I’ve written a little about this topic before, but today I’m doing to do an entire piece dedicated solely to my deformity, my brand – my Birthmark.
Ever since I can remember, my Birthmark has made me a target. At primary school I was mercilessly bullied for it. Someone even asked my mum if she’d hit me over the head with an iron. My own brother nicknamed me ‘strawberry head’.
At secondary school, the comments about it were still there, only more secretive, more bitchy. I’d overhear nasty comments or hurtful rumours and pretend that they didn’t get to me, but as a teenager no one wants to hear this about them self:
“Which Jess are you inviting on Saturday?”
“The pretty one, the one without the thing on her head.”
You’d think as I progressed into adulthood that these things wouldn’t happen, that people would learn to live and accept and simply shut up, but you’d be wrong. I can vividly remember working on a till at a supermarket aged 19 as a mother and her adult son listed all the different horrific accidents my Birthmark looked like it had happened in. My personal favourite is “it makes you look like you’ve gone through a car window head first.”

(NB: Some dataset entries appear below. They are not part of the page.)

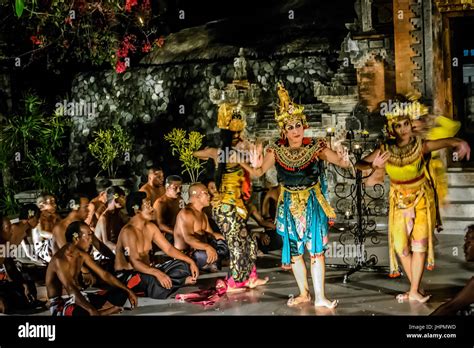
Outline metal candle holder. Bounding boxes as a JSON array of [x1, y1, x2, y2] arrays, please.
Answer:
[[326, 129, 389, 283]]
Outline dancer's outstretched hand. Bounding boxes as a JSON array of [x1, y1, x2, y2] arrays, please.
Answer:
[[372, 150, 390, 169], [336, 145, 350, 167], [454, 140, 471, 161], [248, 142, 263, 168]]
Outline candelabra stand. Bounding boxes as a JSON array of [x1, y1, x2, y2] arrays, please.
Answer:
[[326, 129, 389, 283]]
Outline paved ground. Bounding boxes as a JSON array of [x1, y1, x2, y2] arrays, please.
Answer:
[[6, 233, 472, 316]]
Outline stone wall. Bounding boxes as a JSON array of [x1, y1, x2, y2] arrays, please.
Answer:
[[68, 53, 337, 188]]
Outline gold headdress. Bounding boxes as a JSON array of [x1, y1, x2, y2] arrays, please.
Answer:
[[384, 93, 429, 135], [217, 103, 246, 132], [274, 82, 308, 130]]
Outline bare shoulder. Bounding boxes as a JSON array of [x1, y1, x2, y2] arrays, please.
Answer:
[[144, 221, 160, 232], [120, 224, 137, 238], [51, 221, 62, 235], [154, 195, 166, 206], [178, 206, 195, 219]]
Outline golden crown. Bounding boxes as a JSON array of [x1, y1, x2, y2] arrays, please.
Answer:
[[217, 103, 246, 132], [274, 82, 307, 130], [384, 93, 429, 131]]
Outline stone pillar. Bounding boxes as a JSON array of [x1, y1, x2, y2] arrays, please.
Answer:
[[393, 0, 417, 95], [357, 57, 392, 112]]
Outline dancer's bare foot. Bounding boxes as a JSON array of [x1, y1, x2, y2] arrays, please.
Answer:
[[408, 291, 431, 303], [314, 298, 338, 309], [287, 293, 311, 307], [396, 289, 427, 302], [248, 276, 269, 289], [185, 276, 197, 285], [226, 285, 247, 293]]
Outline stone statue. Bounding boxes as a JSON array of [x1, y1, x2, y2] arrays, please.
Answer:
[[233, 47, 248, 81]]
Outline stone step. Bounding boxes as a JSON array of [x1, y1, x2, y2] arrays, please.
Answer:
[[440, 202, 474, 218], [447, 171, 474, 186], [440, 217, 474, 235], [445, 186, 474, 201]]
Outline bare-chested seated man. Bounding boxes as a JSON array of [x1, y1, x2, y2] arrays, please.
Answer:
[[202, 179, 222, 234], [174, 183, 229, 272], [33, 194, 61, 263], [85, 179, 111, 230], [52, 194, 114, 259], [94, 186, 126, 252], [114, 192, 199, 299], [246, 201, 282, 255], [153, 175, 184, 243], [52, 194, 115, 285], [46, 221, 137, 316], [0, 214, 44, 314], [431, 225, 474, 315], [139, 166, 165, 205], [10, 204, 41, 262]]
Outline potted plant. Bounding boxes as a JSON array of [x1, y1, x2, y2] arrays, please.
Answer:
[[88, 124, 132, 189], [164, 128, 206, 202]]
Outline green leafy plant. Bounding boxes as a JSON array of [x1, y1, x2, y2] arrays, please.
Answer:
[[0, 187, 20, 217], [88, 124, 132, 178], [0, 92, 71, 195], [164, 129, 206, 183]]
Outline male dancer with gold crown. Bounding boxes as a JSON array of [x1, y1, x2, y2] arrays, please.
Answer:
[[240, 83, 350, 308]]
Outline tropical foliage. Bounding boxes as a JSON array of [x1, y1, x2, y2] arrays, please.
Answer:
[[164, 129, 206, 183]]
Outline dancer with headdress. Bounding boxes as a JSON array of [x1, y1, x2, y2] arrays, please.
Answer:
[[193, 103, 268, 291], [356, 96, 470, 303], [240, 83, 350, 308]]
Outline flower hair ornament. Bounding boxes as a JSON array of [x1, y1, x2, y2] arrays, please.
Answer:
[[28, 209, 35, 218], [72, 232, 79, 240], [274, 82, 308, 134], [113, 193, 120, 200]]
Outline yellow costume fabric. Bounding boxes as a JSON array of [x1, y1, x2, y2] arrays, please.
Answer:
[[218, 163, 247, 219], [382, 137, 436, 277], [425, 115, 461, 206]]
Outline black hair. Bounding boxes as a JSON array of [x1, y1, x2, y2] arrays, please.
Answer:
[[147, 165, 163, 173], [215, 129, 234, 191], [165, 175, 182, 186], [105, 186, 125, 205], [19, 204, 40, 220], [65, 221, 88, 243], [202, 177, 216, 187], [126, 191, 147, 217]]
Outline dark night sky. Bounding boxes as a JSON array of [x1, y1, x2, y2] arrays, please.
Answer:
[[156, 0, 356, 45]]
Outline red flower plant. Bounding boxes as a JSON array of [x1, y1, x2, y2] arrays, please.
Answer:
[[64, 16, 73, 26], [30, 35, 46, 47], [141, 0, 151, 10], [115, 60, 126, 73], [117, 34, 137, 58], [125, 0, 138, 12], [142, 42, 152, 53]]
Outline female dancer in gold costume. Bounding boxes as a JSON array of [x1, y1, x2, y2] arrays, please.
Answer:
[[356, 96, 470, 303]]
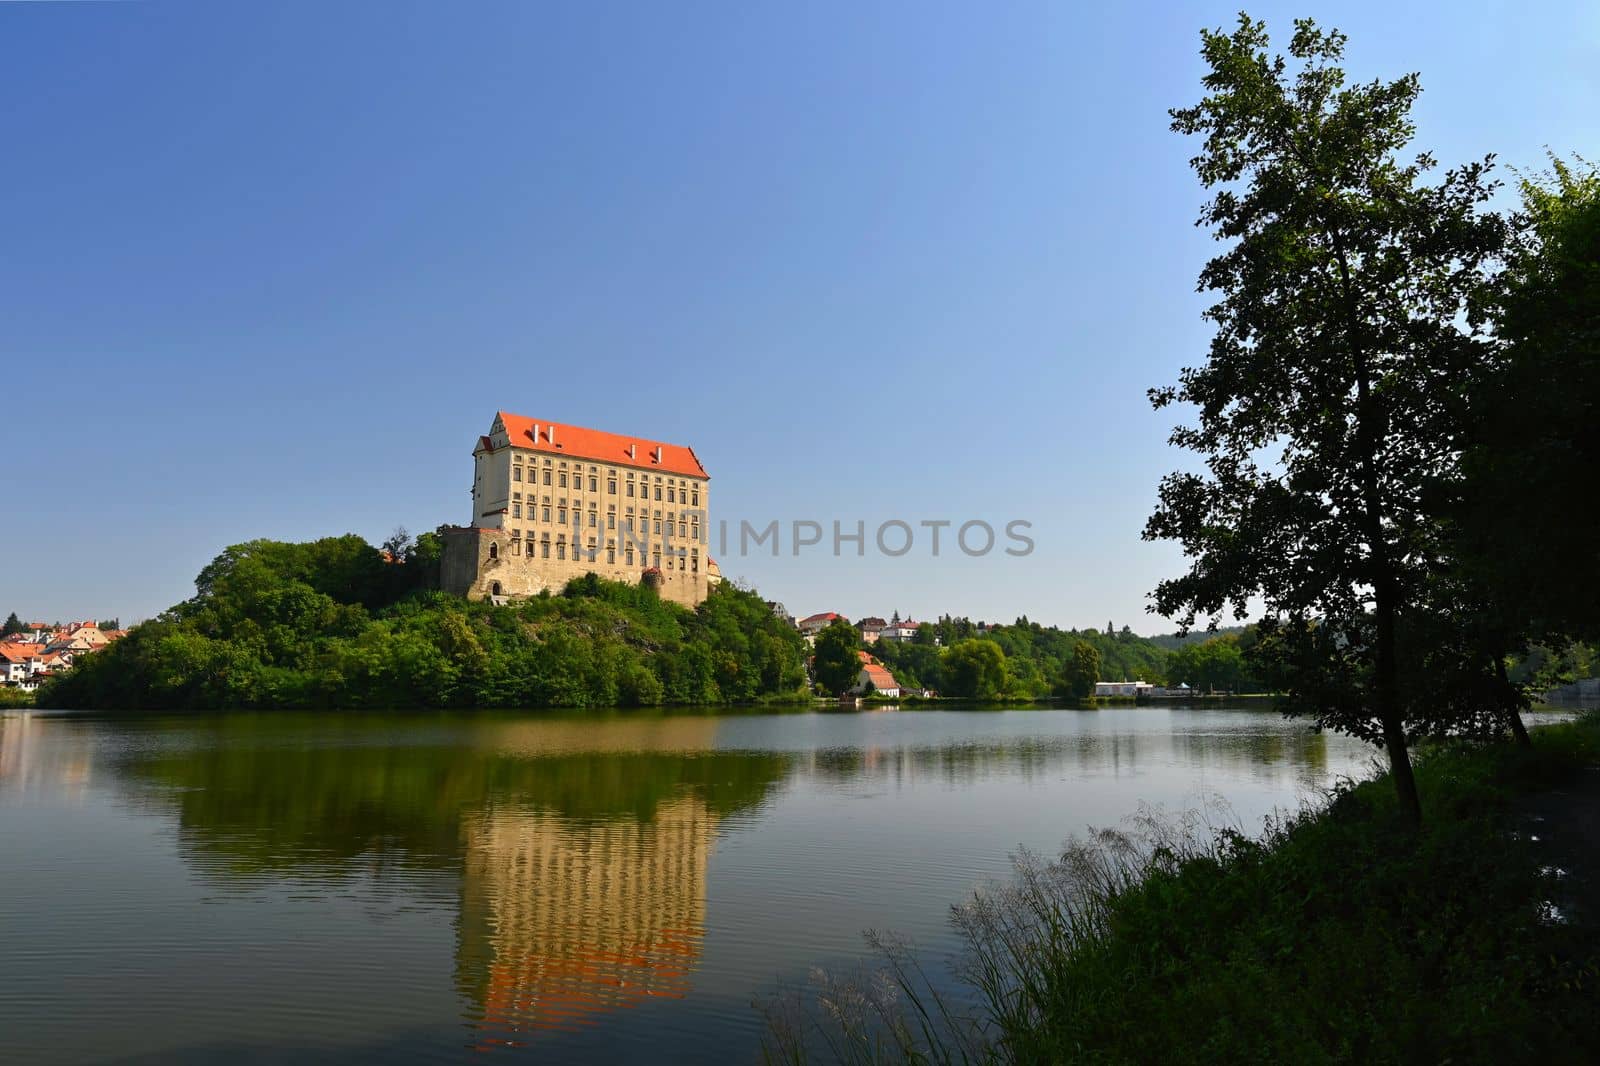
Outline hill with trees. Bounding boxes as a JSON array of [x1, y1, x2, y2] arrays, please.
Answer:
[[40, 535, 808, 711]]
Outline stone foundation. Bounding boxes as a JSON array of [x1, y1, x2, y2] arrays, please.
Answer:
[[438, 526, 709, 607]]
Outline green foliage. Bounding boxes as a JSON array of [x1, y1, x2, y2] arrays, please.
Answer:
[[940, 639, 1009, 699], [0, 685, 33, 709], [1055, 640, 1100, 699], [1147, 15, 1511, 819], [1166, 633, 1255, 693], [1458, 157, 1600, 649], [39, 537, 807, 710], [811, 618, 862, 695], [3, 612, 24, 637], [870, 618, 1168, 701]]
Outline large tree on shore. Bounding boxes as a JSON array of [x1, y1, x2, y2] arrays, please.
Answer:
[[2, 612, 23, 637], [1146, 15, 1508, 823], [1458, 160, 1600, 648], [811, 619, 861, 696]]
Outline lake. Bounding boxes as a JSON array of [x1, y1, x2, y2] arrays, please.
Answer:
[[1, 706, 1378, 1063]]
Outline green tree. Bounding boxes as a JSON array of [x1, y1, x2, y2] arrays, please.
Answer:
[[1147, 16, 1508, 823], [1458, 158, 1600, 650], [1056, 640, 1101, 699], [811, 619, 861, 695], [941, 639, 1008, 699], [1, 612, 22, 637]]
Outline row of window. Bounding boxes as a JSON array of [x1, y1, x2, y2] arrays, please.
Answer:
[[496, 536, 700, 571], [505, 498, 700, 538], [509, 459, 701, 505]]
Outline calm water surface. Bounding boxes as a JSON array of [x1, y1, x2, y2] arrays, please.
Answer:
[[2, 706, 1379, 1063]]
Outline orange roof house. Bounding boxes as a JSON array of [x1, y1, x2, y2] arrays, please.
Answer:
[[858, 664, 901, 695]]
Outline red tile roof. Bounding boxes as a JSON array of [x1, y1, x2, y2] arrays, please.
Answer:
[[484, 412, 709, 479], [862, 664, 899, 690], [800, 612, 843, 625], [0, 644, 43, 663]]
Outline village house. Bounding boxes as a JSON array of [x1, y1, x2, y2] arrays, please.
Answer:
[[439, 412, 714, 608], [852, 651, 903, 698], [877, 619, 922, 644], [0, 621, 123, 692], [855, 617, 887, 644], [797, 612, 846, 640]]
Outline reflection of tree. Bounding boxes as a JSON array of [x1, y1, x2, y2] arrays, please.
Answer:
[[107, 714, 791, 878]]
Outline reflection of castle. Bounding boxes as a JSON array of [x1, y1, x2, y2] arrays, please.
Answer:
[[458, 796, 716, 1045], [0, 715, 93, 801]]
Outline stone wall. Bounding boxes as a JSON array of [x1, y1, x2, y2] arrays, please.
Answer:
[[439, 525, 709, 607]]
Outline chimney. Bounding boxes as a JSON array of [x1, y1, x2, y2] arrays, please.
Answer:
[[653, 446, 662, 464], [629, 443, 636, 460], [532, 422, 540, 444], [547, 424, 555, 445]]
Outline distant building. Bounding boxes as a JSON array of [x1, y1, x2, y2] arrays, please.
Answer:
[[877, 620, 921, 644], [797, 612, 846, 639], [1094, 681, 1154, 698], [440, 412, 712, 608], [856, 617, 887, 644], [853, 662, 902, 698]]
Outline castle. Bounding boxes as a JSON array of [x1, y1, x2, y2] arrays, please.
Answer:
[[439, 412, 716, 607]]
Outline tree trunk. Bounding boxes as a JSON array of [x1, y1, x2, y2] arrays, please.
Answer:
[[1496, 655, 1531, 747], [1374, 584, 1423, 825], [1331, 232, 1422, 827]]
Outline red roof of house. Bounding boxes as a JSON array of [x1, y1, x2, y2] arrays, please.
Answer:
[[0, 644, 43, 663], [800, 612, 843, 625], [862, 664, 899, 690], [856, 650, 880, 664], [483, 412, 709, 479]]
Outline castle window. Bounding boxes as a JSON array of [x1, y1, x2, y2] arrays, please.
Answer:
[[541, 537, 550, 559], [608, 478, 616, 494], [653, 518, 661, 535], [626, 482, 634, 497], [678, 519, 687, 538], [543, 469, 551, 486], [653, 550, 661, 569], [512, 503, 521, 518], [692, 489, 699, 506], [691, 550, 699, 572], [589, 476, 598, 492], [511, 538, 521, 556], [625, 545, 634, 565], [513, 467, 522, 482], [556, 539, 566, 561], [607, 542, 616, 563], [667, 487, 675, 504], [559, 472, 568, 488], [654, 485, 662, 501], [542, 506, 551, 522], [588, 509, 597, 528], [488, 543, 499, 561]]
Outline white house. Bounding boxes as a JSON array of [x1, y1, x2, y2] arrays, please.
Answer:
[[877, 620, 921, 643], [1094, 681, 1154, 698]]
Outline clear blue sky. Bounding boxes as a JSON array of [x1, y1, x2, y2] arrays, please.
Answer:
[[3, 1, 1596, 631]]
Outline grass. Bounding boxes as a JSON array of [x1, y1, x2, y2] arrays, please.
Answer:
[[765, 714, 1600, 1064]]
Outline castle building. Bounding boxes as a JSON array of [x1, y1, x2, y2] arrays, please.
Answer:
[[440, 412, 715, 607]]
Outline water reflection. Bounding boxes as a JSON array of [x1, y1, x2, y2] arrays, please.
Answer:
[[0, 707, 1385, 1063], [459, 798, 715, 1044]]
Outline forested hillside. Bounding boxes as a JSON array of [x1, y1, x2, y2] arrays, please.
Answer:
[[41, 536, 808, 710]]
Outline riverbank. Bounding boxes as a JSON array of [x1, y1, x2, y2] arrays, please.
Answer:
[[769, 713, 1600, 1063]]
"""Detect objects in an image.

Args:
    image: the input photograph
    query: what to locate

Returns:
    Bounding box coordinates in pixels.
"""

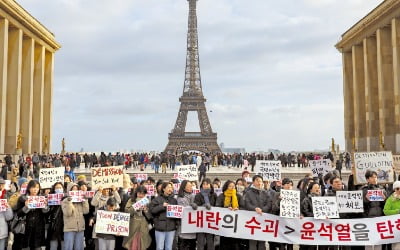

Another personal favourite from the yet another adult is “why don’t you go on that show Too Ugly For Love?” What a confidence boost that was!
Yes, this Birthmark makes me a target. It’s something that people seem to think they have the right to comment on, to enquire about, to joke about. To them it’s something different, but to me it is the bane of my life that is slapped across my forehead shouting “say what you want, it’s not like she has feelings anyway!”
My birthmark controls me more than I would like it to. It’s like my own personal mood ring. If I’m upset or angry, it glows. If I’m embarrassed it flares, and if I’ve cried my Birthmark glares an angry red for hours after. There are no secrets allowed when you have an angry red mark on your forehead that screams out for attention.
Sometimes I forget it’s there. My partner tells me I’m beautiful, and I believe him. My friends comment about how nice I look and I simply take the compliment instead of questioning it. I’ve learnt how to be clever with makeup, to (mostly) conceal it. Sometimes, in certain lights, you could look at me and think I was normal.
But I’m not. My birthmark separates me from the rest. It’s my distinguishing mark. I could never be a spy. I could never go inconspicuous. I don’t ever really blend in anywhere I go.
As I’ve got older, I’m learning more and more to be okay with that. Maybe I wasn’t destined to blend in, to go unnoticed. Maybe this Birthmark is a reminder of that, and maybe instead of trying to conceal it, to hide it and hide away, I should be proud and break free. Maybe this Birthmark isn’t the curse I always been let to believed it is.